Friday, August 19, 2016

Movie Review: Weiner

Weiner
Directed by: Josh Kriegman & Elyse Steinberg.
 
Weiner is a documentary that you want watch through your fingers – you want to flinch and look away at the painful awkwardness on screen, but you simply cannot. It’s the type of documentary that you see and wonder why the subjects would have ever agreed to let the film get made at all. I mean, Anthony Weiner had to see this coming, right? After everything he went through in 2011, when the original sexting scandal broke – how he went from the future of the Democratic Party into a late night TV punch line, overnight, eventually resigning in disgrace.

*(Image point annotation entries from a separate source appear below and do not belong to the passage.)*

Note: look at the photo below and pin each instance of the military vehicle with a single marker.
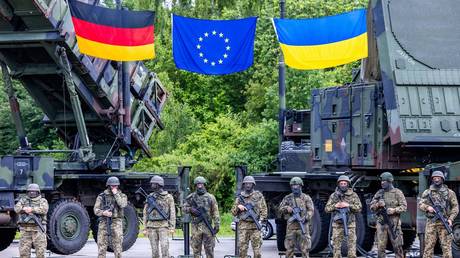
(401, 113)
(105, 112)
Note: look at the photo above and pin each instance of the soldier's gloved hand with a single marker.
(195, 211)
(216, 228)
(391, 211)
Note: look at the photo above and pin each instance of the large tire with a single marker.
(68, 227)
(7, 237)
(319, 227)
(130, 228)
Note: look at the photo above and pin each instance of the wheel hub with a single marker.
(69, 226)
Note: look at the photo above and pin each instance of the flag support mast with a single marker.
(281, 84)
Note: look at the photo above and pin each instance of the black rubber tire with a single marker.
(58, 242)
(319, 227)
(130, 231)
(267, 232)
(364, 236)
(7, 238)
(280, 234)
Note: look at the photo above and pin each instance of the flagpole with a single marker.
(281, 84)
(124, 96)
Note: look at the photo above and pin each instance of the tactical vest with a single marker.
(24, 218)
(162, 202)
(205, 201)
(109, 203)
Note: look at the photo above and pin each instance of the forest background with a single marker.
(211, 122)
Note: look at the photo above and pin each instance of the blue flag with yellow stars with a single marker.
(213, 46)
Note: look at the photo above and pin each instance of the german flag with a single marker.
(119, 35)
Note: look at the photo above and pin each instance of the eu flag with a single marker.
(213, 46)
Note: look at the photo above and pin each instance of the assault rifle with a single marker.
(344, 217)
(296, 216)
(439, 214)
(249, 212)
(203, 216)
(30, 216)
(152, 203)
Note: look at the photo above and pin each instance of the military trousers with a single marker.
(159, 241)
(433, 231)
(249, 235)
(383, 233)
(338, 236)
(116, 237)
(201, 236)
(32, 236)
(295, 238)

When, two years later, he decided to try and restart his political career, running for Mayor of New York, and knowing full well that there were more, and more explicit, texts and message out there, he had to have known that the whole thing might erupt again and make him look bad, right? Why the hell would he not only want to risk that by running for office again, and why the hell would he agree to have a documentary crew follow him around as he does? Near the end of the film, after everything has turned to shit, one of the directors ask Weiner this very question. Tellingly, Weiner doesn’t reply.
 
Josh Kriegman & Elyse Steinberg’s Weiner will likely go down as one of the best political documentaries of recent years – and it fully deserves to. It gives us an inside look at politics in the way we normally never get to see – because most politicians are too guarded and cautious to allow that sort of look. Anthony Weiner is neither of those things, which is perhaps why he did let them film it – he figured he weathered the storm, and it was over. He was wrong. The opening scenes of the movie recap Weiner’s career in Congress – where he was fiery and passionate and articulate, and refused to give into what he saw as the bullying tactics of the Republicans. It then, briefly, recaps how that all came crashing down – when he accidentally tweeted a picture of his penis, yes, inside underwear but we could all see the outline, to everyone in his feed, instead of a private message. What followed was Weiner trying to lie his way out of the scandal, until he no longer could, and resigned. The rest of the film takes place in 2013, when Weiner decides to run for Mayor of New York.
 
His campaign gets off to a rocky start – he has to field a lot of questions about his personal life, his sexting, and everything else. But he seems to weather it – he seems like a genuinely smart, passionate and articulate person – and the polls show that he could actually win this thing. People seem willing to forgive and forget, and move on. And then, the other shoe drops. More messages, more explicit pictures, and one of the women he sexted with – Sydney Leathers – who will seemingly do anything for her 15 minutes of fame, who continues to flog the story. It is irresistible to late night comedians – sex scandals are inherently amusing, especially ones with the type of over baked sexual texts Weiner was sending, and because, of course, when he went on those sites he used an assumed name – Carlos Danger. How could anyone not make fun of him (the fact that his last name was Weiner is, of course, also part of it)?
 
At this point, the writing seems to be on the wall. Weiner is going to lose. He drops 10 points in a week – some of his advisers, in a painful phone call, tell him to drop out – he has no path to victory. His relationship with the media becomes overtly combative. But damn it all, Weiner presses on – he will not be bowed or broken, even when he has no chance.
 
All of this would be more than enough for a documentary – and a very good one. What I think gives the film another layer though is the portrait it paints of Weiner’s marriage – to Huma Abedin, a long time Hilary Clinton staffer, who has risen over the years to becomes one of her most trusted advisers (many rumors think Abedin will be Clinton’s Chief of Staff once he humiliates Trump in November). Weiner loves the camera, but Abedin cannot stand it. She speaks at some events, even at the Press Conference when the scandal erupts again, but she would much rather be neither seen nor heard on the campaign trail. Their marriage has obviously been through a lot – they explicitly mention that the texts that cause the second scandal were during a time they thought of separately. There are snippy comments Weiner makes to her (“Make sure you leave a few minutes after me – otherwise someone may think we are married”). Abedin eyes the camera warily throughout – she never really sits down for an interview with the documentarians like Weiner does, and saying little on camera. He is a sympathetic person throughout the film – an obviously intelligent woman who, I think, would rather being going through this in private. She is also more than a little bit of an enigma.
 
As a documentary, Weiner is funny and sad, cringe worthy and fascinating. You want to look away – it’s never lost on the audience that we are watching real people go through something painful and personal – but you cannot. It’s one of the best docs of the year.